One RADaR feature was built to solve that problem: the dashboard. Each client’s dashboard will be personalized to show the data that they care most about and that can impact their business.
“Whether it’s marketing data or business data or any form of information, if it comes from multiple sources, we’ve figured out a way to aggregate that data electronically to pull it into a central hub and then to help businesses tell a story with their data,” says Miller.
WHAT’S YOUR DATA STORY?
Telling a story with the data, or visualizing it, is the second part of what RADaR does for clients.
Rotter explains that True Media originally saw the need for a company like RADaR when they noticed their clients struggling to understand the data they had access to and how to gather it and learn anything from it. The lack of understanding led to inaction and poor decisions.
“Over time, we’ve noticed just how important data is in general and just the pure amount of data that everyone has, whether that be internal or external, but it’s really hard to know what to do with it,” she says.
RADaR “is a way for us to specialize in [data] and help people aggregate it all from all these different sources and different outlets, put it together, and then show [our clients], ‘Here is what you can take from this information, and this is how you can move your business to the next level,’” she says.

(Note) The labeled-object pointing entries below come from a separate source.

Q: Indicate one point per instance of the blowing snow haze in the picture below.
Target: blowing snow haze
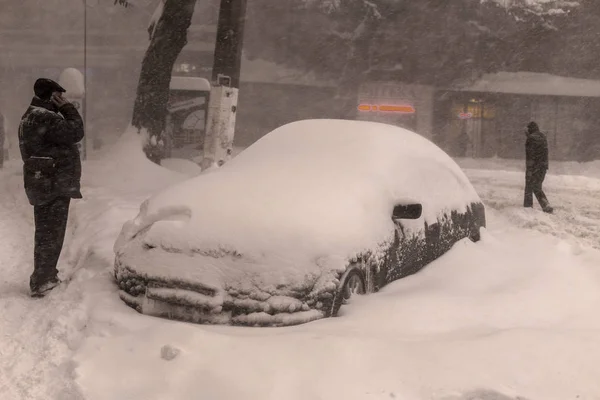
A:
(505, 312)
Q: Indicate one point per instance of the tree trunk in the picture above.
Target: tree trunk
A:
(168, 38)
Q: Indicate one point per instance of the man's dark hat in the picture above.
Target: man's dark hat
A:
(43, 88)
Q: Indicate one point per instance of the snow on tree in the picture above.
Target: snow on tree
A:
(168, 35)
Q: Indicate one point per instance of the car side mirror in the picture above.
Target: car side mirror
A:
(407, 211)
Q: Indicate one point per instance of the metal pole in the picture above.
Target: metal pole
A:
(230, 38)
(84, 108)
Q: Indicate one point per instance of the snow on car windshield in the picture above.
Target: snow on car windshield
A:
(311, 187)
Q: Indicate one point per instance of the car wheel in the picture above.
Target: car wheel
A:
(352, 283)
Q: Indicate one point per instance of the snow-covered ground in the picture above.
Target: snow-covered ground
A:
(514, 316)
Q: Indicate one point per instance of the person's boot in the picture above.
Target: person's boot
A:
(44, 288)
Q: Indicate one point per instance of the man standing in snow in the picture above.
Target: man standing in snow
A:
(536, 154)
(48, 136)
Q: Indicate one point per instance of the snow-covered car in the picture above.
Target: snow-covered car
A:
(286, 232)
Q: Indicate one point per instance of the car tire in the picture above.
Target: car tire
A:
(352, 283)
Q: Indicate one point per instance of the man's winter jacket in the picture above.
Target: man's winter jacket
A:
(48, 142)
(536, 150)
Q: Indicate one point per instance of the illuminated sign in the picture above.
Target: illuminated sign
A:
(402, 109)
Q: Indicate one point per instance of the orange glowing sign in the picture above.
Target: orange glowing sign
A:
(403, 109)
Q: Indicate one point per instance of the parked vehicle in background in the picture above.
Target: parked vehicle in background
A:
(294, 226)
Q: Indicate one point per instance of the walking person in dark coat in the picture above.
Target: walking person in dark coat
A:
(536, 154)
(48, 136)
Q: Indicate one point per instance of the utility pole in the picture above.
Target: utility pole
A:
(230, 39)
(222, 109)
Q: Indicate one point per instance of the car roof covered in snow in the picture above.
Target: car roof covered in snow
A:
(313, 186)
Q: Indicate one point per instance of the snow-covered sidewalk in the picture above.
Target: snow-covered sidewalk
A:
(514, 315)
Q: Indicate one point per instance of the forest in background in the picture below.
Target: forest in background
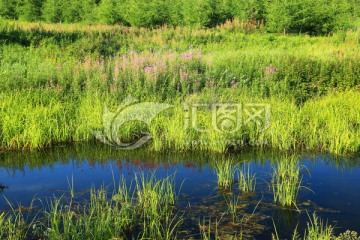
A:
(291, 16)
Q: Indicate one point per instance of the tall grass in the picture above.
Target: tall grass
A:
(286, 181)
(246, 180)
(225, 172)
(56, 79)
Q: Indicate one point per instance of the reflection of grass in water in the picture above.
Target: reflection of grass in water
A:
(316, 230)
(225, 171)
(247, 180)
(286, 182)
(145, 212)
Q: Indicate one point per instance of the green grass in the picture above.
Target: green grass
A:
(246, 180)
(57, 79)
(317, 229)
(286, 181)
(145, 211)
(225, 172)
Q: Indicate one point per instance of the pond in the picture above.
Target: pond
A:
(330, 185)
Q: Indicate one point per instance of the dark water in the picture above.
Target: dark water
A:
(334, 184)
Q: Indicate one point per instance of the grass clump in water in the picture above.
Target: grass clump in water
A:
(225, 171)
(286, 181)
(247, 180)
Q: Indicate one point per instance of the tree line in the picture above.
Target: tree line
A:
(293, 16)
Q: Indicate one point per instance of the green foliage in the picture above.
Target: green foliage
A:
(52, 11)
(8, 9)
(314, 17)
(293, 16)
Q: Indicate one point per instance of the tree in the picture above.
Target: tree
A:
(147, 13)
(249, 9)
(30, 10)
(306, 16)
(8, 9)
(196, 12)
(52, 11)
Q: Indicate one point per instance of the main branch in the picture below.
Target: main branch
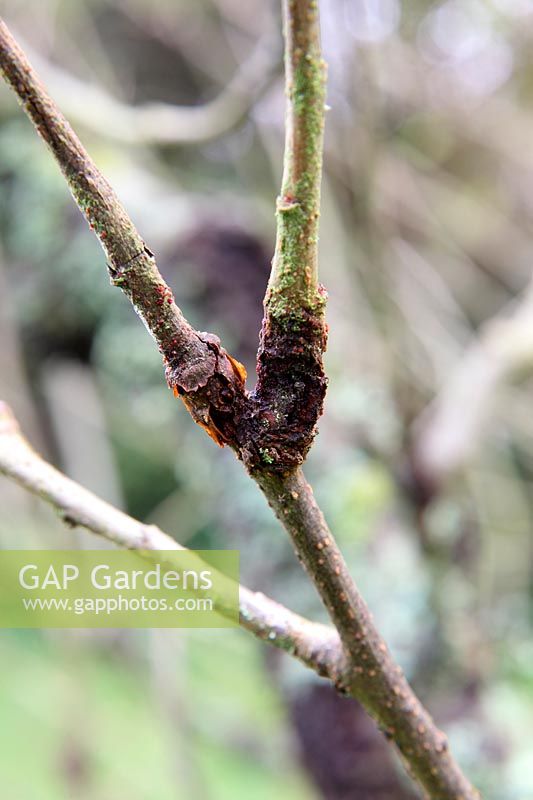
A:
(272, 429)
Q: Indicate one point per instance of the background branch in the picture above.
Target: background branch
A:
(282, 412)
(162, 123)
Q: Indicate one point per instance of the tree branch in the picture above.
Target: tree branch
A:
(162, 123)
(272, 429)
(317, 646)
(291, 381)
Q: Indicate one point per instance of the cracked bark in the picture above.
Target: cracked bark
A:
(272, 428)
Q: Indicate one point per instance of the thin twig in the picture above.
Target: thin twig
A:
(315, 645)
(271, 433)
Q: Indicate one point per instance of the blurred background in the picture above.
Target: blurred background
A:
(424, 462)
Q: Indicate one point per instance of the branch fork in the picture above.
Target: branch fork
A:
(271, 428)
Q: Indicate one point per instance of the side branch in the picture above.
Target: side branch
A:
(317, 646)
(199, 370)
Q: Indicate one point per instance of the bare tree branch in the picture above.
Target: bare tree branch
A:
(449, 430)
(162, 123)
(315, 645)
(270, 434)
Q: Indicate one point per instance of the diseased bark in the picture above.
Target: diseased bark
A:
(317, 646)
(291, 382)
(271, 429)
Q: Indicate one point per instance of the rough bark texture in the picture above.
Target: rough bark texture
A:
(272, 429)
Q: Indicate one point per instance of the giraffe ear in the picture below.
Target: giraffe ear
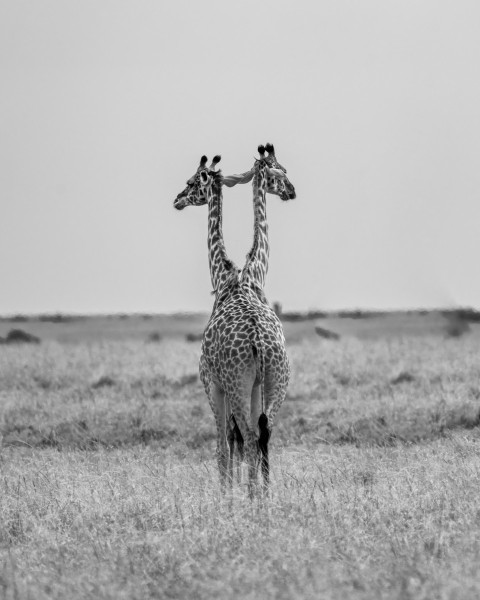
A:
(276, 172)
(231, 180)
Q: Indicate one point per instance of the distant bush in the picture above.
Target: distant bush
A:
(194, 337)
(326, 333)
(18, 336)
(104, 381)
(311, 315)
(59, 318)
(403, 377)
(154, 337)
(18, 319)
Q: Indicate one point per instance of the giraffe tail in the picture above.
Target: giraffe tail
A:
(258, 356)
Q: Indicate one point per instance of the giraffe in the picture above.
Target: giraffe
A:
(268, 176)
(205, 187)
(243, 366)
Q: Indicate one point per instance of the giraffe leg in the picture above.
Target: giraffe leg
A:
(263, 446)
(237, 438)
(275, 390)
(250, 446)
(217, 401)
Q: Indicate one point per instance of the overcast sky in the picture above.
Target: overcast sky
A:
(107, 106)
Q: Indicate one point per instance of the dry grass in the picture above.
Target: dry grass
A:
(108, 484)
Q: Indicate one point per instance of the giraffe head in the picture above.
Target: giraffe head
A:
(273, 175)
(277, 182)
(200, 186)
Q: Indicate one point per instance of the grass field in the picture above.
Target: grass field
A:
(109, 489)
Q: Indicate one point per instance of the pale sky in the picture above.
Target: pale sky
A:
(106, 107)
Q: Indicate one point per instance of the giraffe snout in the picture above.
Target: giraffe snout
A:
(179, 202)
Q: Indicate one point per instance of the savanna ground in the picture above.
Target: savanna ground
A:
(109, 489)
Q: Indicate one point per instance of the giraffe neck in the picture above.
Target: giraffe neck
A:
(221, 267)
(256, 267)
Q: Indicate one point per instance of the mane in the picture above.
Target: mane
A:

Rotter emphasizes that RADaR isn’t just providing data to a client; they’re helping the client understand what the data is saying so that they can make smarter, better, more educated decisions for their company. And that starts with asking their clients a series of questions: What keeps you up at night? What are you looking for from the data? What do you want to learn? What are the next steps for you and how can we help?
“We’ve learned a lot since we’ve started doing this,” says Rotter. “For the past year and a half or so, we’ve been doing this internally and externally for the clients we have, but one of the main things that we’ve learned over time is that if you don’t ask that ‘why’ at the beginning, then you just have a bunch of data, a bunch of graphs, and there’s still nothing you can do with it. What we really want to concentrate on as data scientists is to sit down and really figure out what is that ‘why’ and how can we help them answer those questions?”
Once the data scientists and analysts know what the client is looking for, they can tailor the data story to meet that request. They can also help educate the client on how to understand the data, making RADaR a partner, not just another service provider.
“We want to make data digestible. We want to make it relatable. We want people to not feel overwhelmed by it,” says Rotter.
AHEAD OF THE CURVE
It’s simple. RADaR seeks to help companies understand the mountain of data they have access to from all their internal and external sources by aggregating the information into a personalized dashboard for each client.
“It’s all about taking client’s research and their data and their analytics and then giving them a tool that helps them produce results that allow their company to operate more efficiently,” says Miller.
And while RADaR may not be the only analytics company out there, Miller is quick to point out that RADaR isn’t a brand new company. They’ve been able to test their tools and methods over the past two years under the umbrella of True Media.
“I think we’re very far ahead of the curve in terms of people and companies who are trying to do this type of data and analytical work,” Miller says. “We’ve already been doing it for a couple of years. We have great case studies. We know how to start. We have data scientists on board. We know how to interpret data. We know how to coach customers. We’re just much farther down that road in helping companies figure this out then if we were starting today from scratch.”
Rotter adds, “We have an incredible team of data scientists and analysts — very smart people — to start this, and we’re looking forward to the chance to dig in.”